‘Free Speech’ and Public Opinion in the Athenian Democracy During the Peloponnesian War: Aristophanes and his targets of criticism

Kory L. Plockmeyer (University of Florida)

The political climate changes over the course of a war, fluctuating based on factors such as public opinion and the relative success in the conflict. Throughout the Peloponnesian War, then, one would expect to see some change in the level of ‘free speech’ enjoyed by the citizens of Athens. In this paper, I argue that social pressure created a climate which hampered free speech during the Peloponnesian War in the Athenian democracy, as embodied by the Knights, Lysistrata, and Frogs of Aristophanes.

Most scholarship on the subject of censorship and free speech in comedy focuses on the legal restrictions on speech and the effects of such laws on the stage. While MacDowell (1978) holds that comedy was exempt from censorship laws, Sommerstein (2004) contends that Aristophanes and the other playwrights of Old Comedy constrained themselves within the same laws of censorship as other facets of Athenian life. This debate, then, drives investigations into the specifics of censorship laws and what effect they would have had on comedy. The other aspect of this debate focuses on whether or not any specific censorship laws were passed during the duration of the Peloponnesian War. Reckford (1987) maintains that no such laws were passed, whereas Atkinson (1992) argues that at least one—the Syracosian Decree, was passed in 415/414. Whitman offers perhaps the most poignant summary of this type of study, stating that “whatever laws of censorship existed were difficult to enforce, and perhaps this is the only explanation.” (Whitman 1964). In addition, I attempt to divorce myself from the ongoing debate in Aristophanic scholarship over the political nature and intent of Aristophanes’ comedies, though I do draw on ideas from both sides of issue.

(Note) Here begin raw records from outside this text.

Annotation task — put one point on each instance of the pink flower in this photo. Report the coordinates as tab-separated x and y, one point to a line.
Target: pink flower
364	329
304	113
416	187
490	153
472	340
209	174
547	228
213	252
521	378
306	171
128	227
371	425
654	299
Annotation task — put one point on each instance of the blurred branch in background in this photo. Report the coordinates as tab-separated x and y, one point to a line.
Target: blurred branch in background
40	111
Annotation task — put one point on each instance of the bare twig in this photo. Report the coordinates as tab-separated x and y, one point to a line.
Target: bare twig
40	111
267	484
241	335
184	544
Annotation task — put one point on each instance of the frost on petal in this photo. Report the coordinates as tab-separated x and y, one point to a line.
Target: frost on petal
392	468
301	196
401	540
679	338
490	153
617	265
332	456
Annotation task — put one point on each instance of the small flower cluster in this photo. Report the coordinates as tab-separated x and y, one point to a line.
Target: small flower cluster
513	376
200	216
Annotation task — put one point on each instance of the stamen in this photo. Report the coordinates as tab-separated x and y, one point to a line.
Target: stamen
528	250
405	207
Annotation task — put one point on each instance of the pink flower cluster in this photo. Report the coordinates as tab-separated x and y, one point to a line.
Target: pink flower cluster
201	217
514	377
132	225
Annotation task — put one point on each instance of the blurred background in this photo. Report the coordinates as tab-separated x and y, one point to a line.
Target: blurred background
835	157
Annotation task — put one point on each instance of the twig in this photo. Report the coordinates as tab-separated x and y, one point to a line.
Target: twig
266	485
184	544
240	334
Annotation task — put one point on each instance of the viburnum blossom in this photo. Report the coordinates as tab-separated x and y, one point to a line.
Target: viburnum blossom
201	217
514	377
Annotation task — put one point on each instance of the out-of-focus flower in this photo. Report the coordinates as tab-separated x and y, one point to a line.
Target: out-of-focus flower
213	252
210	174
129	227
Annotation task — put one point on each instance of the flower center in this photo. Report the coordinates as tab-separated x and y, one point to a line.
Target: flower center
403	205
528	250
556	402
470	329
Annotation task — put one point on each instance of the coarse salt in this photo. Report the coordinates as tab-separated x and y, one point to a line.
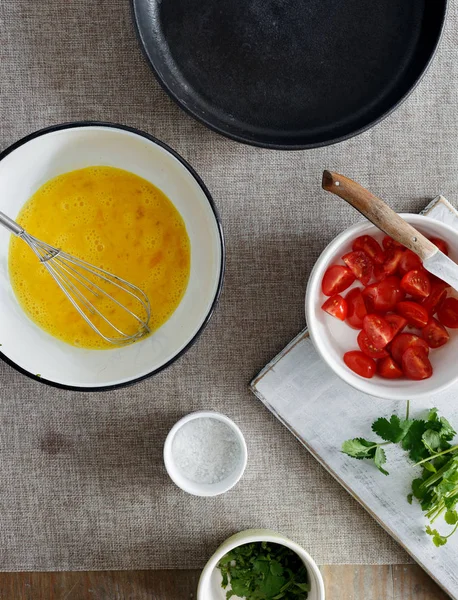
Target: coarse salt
206	450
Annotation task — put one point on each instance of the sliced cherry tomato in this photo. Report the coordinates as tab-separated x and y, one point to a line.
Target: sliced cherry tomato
356	308
388	242
336	306
360	363
336	279
387	368
448	313
397	323
416	283
437	295
360	265
371	247
434	334
378	330
368	347
440	244
392	259
415	314
409	262
403	341
415	364
379	273
383	296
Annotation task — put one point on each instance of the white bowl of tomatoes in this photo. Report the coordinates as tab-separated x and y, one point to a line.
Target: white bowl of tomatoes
378	318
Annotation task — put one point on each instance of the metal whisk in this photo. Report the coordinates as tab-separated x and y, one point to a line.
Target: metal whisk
73	274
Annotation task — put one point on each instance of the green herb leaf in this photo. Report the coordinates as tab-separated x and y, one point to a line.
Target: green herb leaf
264	571
438	540
451	517
431	440
359	448
393	430
380	459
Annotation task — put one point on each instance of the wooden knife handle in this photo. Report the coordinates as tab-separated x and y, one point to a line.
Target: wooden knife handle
379	213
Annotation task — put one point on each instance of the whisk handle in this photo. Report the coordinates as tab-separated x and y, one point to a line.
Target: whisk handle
11	225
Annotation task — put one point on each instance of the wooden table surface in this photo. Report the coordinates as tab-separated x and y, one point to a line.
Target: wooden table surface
343	582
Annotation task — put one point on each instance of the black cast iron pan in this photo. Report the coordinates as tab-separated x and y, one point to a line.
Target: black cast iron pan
289	74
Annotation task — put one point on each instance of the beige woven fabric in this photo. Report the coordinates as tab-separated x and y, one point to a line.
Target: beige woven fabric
82	484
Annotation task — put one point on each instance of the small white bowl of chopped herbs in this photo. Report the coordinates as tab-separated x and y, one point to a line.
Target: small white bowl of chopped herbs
263	565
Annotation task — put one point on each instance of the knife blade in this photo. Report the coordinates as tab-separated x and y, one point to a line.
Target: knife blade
386	219
440	265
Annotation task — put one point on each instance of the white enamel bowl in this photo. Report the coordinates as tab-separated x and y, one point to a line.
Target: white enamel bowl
332	338
32	161
209	587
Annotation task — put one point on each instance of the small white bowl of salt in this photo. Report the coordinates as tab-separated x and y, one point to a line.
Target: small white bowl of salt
205	453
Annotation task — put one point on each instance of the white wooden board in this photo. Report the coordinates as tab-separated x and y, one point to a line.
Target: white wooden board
322	411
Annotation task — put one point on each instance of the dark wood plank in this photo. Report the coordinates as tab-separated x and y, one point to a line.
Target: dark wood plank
413	580
343	582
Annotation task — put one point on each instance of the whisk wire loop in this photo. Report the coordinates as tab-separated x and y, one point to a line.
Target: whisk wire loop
72	273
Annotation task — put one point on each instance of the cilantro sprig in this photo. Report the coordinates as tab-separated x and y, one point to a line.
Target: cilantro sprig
427	442
264	571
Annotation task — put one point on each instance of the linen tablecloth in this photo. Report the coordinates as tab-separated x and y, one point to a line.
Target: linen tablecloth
82	484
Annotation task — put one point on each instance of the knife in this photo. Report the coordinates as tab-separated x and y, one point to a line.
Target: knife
384	217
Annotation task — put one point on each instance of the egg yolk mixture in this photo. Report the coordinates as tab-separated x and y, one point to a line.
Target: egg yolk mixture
114	220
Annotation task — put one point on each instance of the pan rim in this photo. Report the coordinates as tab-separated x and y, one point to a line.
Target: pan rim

In this paper, however, I approach the issue of censorship from the social climate which existed at the time of production. While this does not tell us of the specific legal censorship which may or may not have existed, it does provide us with keys to the pressures which may have been present when Aristophanes was writing his plays, compelling him to include some themes and personal attacks while leaving out others. In order to investigate this, I have selected the Knights, Lysistrata, and Frogs, three plays from near the beginning, middle, and end of the Peloponnesian War and Aristophanes’ career.

To investigate how social constraints put pressure on Aristophanes, I examine the targets of Aristophanes’ criticism in these three plays. This investigation reveals that Aristophanes moves from attacks on specific political figures and policies in the Knights, to a general critique of the war with little specific political attack in the Lysistrata, to even more broad political criticism and attacks on literary figures in the Frogs. I contend that by examining these plays and their subjects within the framework of their contemporary events in the Peloponnesian War, one is able to reconstruct an idea of the social climate in which Aristophanes wrote each of these plays. When one applies this social climate to the Knights, Lysistrata, and Frogs, it is possible to discern a progressive limitation on Aristophanes’ invective, a decisive check not due to any political or legal constraint, but rather due to the all-powerful force of public opinion.